Prejean's had two parlors for times that were regrettably busy, and a large kitchen that, if people had known how closely it resembled the embalming room, may well have gone unused. But, as with every social situation in South Louisiana, food was served for comfort and for affirmation of life. Women friends of T-Grace's, neighbors, fellow parishioners from Our Lady of the Seven Sorrows Catholic church would be in the kitchen brewing strong coffee and making sandwiches. Laurel knew Mama Pearl had brought a coconut cake.
Those who had come to pay respects to the Delahoussayes gathered in the Serenity room. The casket was positioned at the front of the room beneath a polished oak cross. Closed, the lid was piled high with white mums and gardenias, as if to discourage anyone from trying to lift it. Candles flickered at either end in tall brass candelabras.

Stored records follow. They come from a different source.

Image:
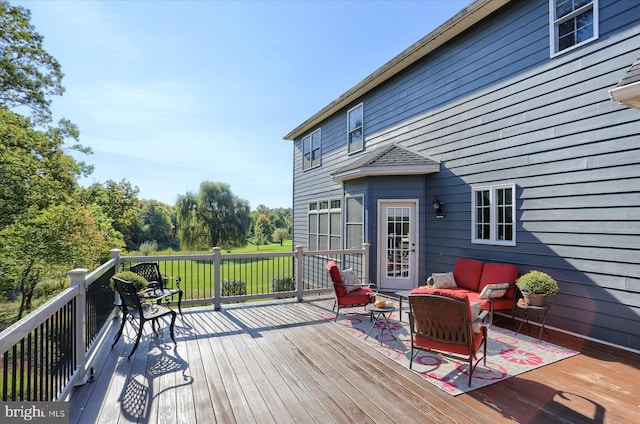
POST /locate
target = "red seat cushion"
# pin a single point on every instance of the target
(467, 273)
(498, 273)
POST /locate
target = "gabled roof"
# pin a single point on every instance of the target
(627, 92)
(463, 20)
(390, 160)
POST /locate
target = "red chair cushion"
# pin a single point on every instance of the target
(454, 294)
(467, 273)
(498, 273)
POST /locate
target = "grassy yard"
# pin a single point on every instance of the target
(258, 275)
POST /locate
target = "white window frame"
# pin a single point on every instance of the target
(347, 243)
(555, 22)
(493, 223)
(331, 209)
(351, 130)
(308, 150)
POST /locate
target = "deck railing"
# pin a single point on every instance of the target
(48, 352)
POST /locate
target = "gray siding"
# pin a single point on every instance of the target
(494, 108)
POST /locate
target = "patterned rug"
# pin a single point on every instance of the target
(508, 354)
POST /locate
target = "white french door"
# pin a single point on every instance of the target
(397, 252)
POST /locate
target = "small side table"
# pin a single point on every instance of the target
(382, 315)
(542, 315)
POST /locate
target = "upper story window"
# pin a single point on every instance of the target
(355, 130)
(311, 150)
(494, 215)
(572, 22)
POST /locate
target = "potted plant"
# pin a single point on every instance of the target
(535, 286)
(138, 282)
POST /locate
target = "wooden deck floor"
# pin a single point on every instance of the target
(281, 362)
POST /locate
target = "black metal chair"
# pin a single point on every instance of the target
(157, 287)
(442, 322)
(134, 310)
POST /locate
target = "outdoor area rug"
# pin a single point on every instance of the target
(508, 354)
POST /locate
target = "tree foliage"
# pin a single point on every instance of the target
(29, 75)
(213, 217)
(49, 242)
(119, 202)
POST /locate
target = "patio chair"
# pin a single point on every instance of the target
(157, 289)
(134, 310)
(441, 321)
(348, 295)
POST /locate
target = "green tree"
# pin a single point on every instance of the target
(29, 75)
(35, 169)
(262, 227)
(119, 201)
(49, 242)
(213, 217)
(156, 223)
(280, 235)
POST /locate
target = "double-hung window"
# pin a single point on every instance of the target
(494, 215)
(325, 222)
(354, 222)
(311, 150)
(355, 127)
(571, 23)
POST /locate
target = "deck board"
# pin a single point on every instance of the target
(285, 362)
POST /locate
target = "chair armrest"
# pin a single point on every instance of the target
(175, 279)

People stood in knots of three and four at the back of the room, distancing themselves from death as much as they could while still supporting the family with their presence. Up front, more serious mourners sat in rows of chrome-and-plastic chairs that interlocked like Lego toys. Enola Meyette led the chanting of the rosary, a low murmur of French that underscored whispered conversations and muffled sobs.

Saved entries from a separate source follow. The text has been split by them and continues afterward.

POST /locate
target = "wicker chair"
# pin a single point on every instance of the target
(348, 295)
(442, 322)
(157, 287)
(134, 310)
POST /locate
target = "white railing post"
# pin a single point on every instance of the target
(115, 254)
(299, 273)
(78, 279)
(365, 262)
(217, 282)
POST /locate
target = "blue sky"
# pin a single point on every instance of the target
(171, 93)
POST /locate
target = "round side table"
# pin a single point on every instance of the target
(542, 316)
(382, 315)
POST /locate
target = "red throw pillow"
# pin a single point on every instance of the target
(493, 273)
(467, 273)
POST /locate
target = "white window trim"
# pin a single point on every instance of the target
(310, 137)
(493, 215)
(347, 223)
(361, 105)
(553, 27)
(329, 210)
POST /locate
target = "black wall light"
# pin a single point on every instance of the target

T-Grace sat front and center in an ill-fitting black dress, her face swollen, her red hair standing out from her head as if she had been given an electric shock, her eyes huge and bloodshot. She was supported on one side by a burly son. To her right, Ovide sat in a catatonic state, his mouth slack, shoulders drooping beneath the weight of his grief.
Laurel's heart ached for them as she made her way through the throng to pay her respects. She knelt before T-Grace and took hold of a bony hand that had to be at least as cold as that of the daughter lying dead in the casket.
"I'm so sorry, T-Grace, Ovide," she whispered, tears rising automatically. She had been schooled from childhood to keep her emotions politely concealed. Even at her father's funeral, Vivian had admonished her and Savannah to cry softly into their handkerchiefs so as not to make spectacles of themselves. But the day had been too long, and she was too tired and keyed-up for anything but a modicum of restraint.
T-Grace looked down on her, valiantly trying to smile, her thin mouth twisting and trembling with the effort. "Merci, Laurel. You're all the time so good to us."
Laurel squeezed the hand in hers and pressed back the emotions crowding her throat. "I wish I could do more," she whispered, feeling impotent.
She turned to Ovide, trying to think of something to say to him, but his eyes were on his daughter's casket, glazed with a kind of numb shock, as if he had only just realized how permanent Annie's absence would be.
As Mrs. Meyette began another decade of the rosary, Laurel rose and moved off toward the back of the room, restless and uncomfortable as she always had been with the rituals of death. She scanned the crowd, looking for Jack, but not finding him. She didn't know if she was more disappointed for T-Grace and Ovide or for herself. Stupid. How many times had he told her she couldn't count on him?